Corn stoves have been around some twenty years, evolving in the interim to fully automatic versions capable of self-starting. To call them corn stoves is a misnomer. With a grate specific to the fuel these stoves will burn anything from wood pellets to cotton seed, walnut shells, soybeans, wheat; grass clippings are not to be ignored. While it is possible to heat the entire home with such a device, the objective here is not total dependence, rather to provide that centering heat. In the tradition of the worshipful the kitchen range, whether called “Silas” or not. Modern house design routinely neglects this centering principle with a consequence to the household budget. Historically homes were winterized, the far ends closed off, but they were a people who didn’t think you could get a good night’s sleep without seeing your breath. I doubt if the average American could do this any more without an acute sense of hardship.

On cold nights neighbors dropped by my grandfather’s to share the warmth of his kitchen. Popcorn was deployed, playing cards, a neighbor brought a letter to share of a lonely Marine in the far Pacific. There was a spell about that kitchen as much as a temperature. A fireplace can perhaps have a like effect, but in my memory it was the kitchen most endowed with this warmth, exerting a gauss of magnetic attraction.
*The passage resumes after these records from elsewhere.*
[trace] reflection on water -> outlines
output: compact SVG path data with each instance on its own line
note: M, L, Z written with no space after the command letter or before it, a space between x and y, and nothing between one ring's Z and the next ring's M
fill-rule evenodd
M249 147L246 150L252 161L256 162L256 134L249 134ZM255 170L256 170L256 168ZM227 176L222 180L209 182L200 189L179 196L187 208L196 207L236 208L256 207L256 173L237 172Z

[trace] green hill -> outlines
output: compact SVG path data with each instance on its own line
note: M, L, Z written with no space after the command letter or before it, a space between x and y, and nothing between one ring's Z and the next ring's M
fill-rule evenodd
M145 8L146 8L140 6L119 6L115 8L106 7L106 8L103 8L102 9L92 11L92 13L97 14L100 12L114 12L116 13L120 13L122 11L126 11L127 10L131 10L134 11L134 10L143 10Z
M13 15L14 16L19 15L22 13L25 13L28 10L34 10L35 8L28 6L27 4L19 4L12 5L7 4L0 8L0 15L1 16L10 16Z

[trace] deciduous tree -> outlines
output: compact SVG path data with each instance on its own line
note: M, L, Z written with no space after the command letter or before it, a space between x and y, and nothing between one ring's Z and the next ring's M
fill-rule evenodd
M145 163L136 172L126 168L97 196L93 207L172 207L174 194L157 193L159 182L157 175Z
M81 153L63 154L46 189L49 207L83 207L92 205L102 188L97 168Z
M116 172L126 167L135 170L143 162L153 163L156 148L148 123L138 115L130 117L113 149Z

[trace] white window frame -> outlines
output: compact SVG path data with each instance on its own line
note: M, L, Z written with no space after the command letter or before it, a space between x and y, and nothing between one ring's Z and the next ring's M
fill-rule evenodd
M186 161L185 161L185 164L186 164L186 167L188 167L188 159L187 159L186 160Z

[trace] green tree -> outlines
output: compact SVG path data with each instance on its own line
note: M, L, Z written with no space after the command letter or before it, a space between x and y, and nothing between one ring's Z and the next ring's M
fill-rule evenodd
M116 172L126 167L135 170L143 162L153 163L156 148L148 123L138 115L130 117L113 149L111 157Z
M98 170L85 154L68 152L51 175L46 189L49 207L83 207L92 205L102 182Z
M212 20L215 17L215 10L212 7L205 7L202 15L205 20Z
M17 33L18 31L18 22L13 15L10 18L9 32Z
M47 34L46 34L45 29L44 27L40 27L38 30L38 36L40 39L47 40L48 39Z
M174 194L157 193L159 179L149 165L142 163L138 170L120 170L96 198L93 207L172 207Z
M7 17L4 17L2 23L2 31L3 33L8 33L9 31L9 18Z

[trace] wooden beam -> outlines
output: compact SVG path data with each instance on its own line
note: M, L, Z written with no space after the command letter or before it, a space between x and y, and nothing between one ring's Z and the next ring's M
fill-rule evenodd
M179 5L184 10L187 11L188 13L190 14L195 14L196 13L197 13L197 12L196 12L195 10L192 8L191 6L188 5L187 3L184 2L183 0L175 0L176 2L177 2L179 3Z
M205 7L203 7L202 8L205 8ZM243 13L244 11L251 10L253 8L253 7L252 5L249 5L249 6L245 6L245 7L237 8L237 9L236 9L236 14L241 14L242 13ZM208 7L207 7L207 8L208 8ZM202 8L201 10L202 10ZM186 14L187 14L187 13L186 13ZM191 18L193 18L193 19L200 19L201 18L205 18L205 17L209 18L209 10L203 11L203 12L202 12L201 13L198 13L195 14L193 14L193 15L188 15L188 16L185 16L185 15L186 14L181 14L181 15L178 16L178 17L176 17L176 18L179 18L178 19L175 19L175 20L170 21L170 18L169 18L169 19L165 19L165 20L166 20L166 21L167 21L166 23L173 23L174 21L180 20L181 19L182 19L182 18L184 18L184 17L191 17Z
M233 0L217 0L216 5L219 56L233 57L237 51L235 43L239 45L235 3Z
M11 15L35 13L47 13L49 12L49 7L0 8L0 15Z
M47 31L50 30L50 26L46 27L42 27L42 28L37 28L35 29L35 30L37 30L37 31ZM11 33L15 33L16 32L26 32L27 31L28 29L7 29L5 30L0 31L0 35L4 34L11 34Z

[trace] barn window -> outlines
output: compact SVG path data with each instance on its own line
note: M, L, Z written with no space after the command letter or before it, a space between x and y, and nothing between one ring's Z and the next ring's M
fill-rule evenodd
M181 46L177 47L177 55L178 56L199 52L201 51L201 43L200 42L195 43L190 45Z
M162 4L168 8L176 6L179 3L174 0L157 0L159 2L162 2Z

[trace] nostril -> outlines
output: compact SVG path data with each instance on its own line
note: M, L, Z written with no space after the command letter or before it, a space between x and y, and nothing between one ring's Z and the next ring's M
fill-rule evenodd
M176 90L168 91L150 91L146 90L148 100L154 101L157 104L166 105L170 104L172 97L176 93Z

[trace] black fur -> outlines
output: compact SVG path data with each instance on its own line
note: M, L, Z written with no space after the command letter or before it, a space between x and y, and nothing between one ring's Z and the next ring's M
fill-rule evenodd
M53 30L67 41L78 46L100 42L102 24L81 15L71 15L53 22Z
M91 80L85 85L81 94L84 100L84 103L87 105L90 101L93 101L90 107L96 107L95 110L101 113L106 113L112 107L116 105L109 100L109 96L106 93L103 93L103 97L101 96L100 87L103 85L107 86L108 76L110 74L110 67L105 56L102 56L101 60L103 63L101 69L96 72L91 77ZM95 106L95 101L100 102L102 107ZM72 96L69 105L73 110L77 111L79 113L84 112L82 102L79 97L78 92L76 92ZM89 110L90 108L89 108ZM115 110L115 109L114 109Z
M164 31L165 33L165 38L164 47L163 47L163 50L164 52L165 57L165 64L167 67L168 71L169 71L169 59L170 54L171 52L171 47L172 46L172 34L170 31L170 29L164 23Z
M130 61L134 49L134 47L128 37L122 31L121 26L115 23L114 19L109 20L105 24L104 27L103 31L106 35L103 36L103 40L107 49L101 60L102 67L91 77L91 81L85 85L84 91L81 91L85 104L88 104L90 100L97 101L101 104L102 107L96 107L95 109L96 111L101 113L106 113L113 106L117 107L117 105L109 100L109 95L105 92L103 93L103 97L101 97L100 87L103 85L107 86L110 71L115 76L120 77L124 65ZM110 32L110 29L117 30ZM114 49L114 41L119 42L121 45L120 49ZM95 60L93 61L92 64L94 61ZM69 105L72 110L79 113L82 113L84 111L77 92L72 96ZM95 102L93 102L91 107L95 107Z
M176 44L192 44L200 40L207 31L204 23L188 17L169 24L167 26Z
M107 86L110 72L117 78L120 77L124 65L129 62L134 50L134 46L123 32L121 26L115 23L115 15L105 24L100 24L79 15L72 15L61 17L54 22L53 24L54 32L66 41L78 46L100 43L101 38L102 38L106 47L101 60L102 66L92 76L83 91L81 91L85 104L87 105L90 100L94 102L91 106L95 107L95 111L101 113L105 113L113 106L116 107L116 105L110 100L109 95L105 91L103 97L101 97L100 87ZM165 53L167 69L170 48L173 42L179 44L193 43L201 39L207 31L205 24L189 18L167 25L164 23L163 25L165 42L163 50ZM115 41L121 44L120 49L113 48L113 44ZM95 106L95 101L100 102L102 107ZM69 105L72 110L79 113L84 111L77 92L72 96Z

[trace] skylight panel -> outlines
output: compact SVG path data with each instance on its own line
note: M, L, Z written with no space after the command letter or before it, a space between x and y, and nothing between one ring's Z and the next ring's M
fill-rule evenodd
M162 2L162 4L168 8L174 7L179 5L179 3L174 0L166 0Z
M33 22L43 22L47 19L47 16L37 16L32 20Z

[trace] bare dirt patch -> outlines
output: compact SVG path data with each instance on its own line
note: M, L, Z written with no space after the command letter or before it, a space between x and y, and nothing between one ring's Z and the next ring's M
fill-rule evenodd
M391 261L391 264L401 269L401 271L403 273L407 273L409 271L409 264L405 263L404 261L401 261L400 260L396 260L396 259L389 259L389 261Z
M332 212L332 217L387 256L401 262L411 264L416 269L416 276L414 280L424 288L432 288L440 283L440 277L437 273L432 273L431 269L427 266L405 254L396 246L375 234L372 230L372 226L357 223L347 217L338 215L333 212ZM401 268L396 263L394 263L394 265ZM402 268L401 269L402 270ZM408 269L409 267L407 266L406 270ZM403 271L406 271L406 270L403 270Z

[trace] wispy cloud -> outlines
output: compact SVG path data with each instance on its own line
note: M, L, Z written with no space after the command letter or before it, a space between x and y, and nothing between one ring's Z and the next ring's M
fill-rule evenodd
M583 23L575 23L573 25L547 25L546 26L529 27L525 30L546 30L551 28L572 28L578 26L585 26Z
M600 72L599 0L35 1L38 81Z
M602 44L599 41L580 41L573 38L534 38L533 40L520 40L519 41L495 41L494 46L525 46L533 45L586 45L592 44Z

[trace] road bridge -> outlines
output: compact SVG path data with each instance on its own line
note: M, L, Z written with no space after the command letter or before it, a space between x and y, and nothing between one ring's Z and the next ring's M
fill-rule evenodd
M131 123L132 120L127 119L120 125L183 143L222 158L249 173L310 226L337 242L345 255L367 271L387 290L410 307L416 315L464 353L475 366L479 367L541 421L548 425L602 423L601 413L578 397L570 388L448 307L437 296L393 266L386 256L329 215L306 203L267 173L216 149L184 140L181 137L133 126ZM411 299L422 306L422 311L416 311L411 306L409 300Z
Kitchens are enjoying a popular American resurgence, magazines devoted exclusively to kitchens. Not the cooking, not the recipes, not stew or goulash, but décor, ambiance, style; granite countertops, stainless steel frig and chef-size ranges. The problem is the enactment of the universal kitchen look, when the kitchen of the Northern Territories ought not, by all that is godly, resemble the kitchen of the Piedmont, never mind the Land of Cotton. The Far Boreal kitchen has a need for the modern-day equivalent of the kitchen range, a Silas. Like the garbage burner my grandmother tended during any cold snap. In it she cremated corncobs, cereal boxes, old boards and junk mail. Her kitchen a comfort on the days the town plow couldn’t get through. I remember it didn’t matter; the town plow didn’t matter.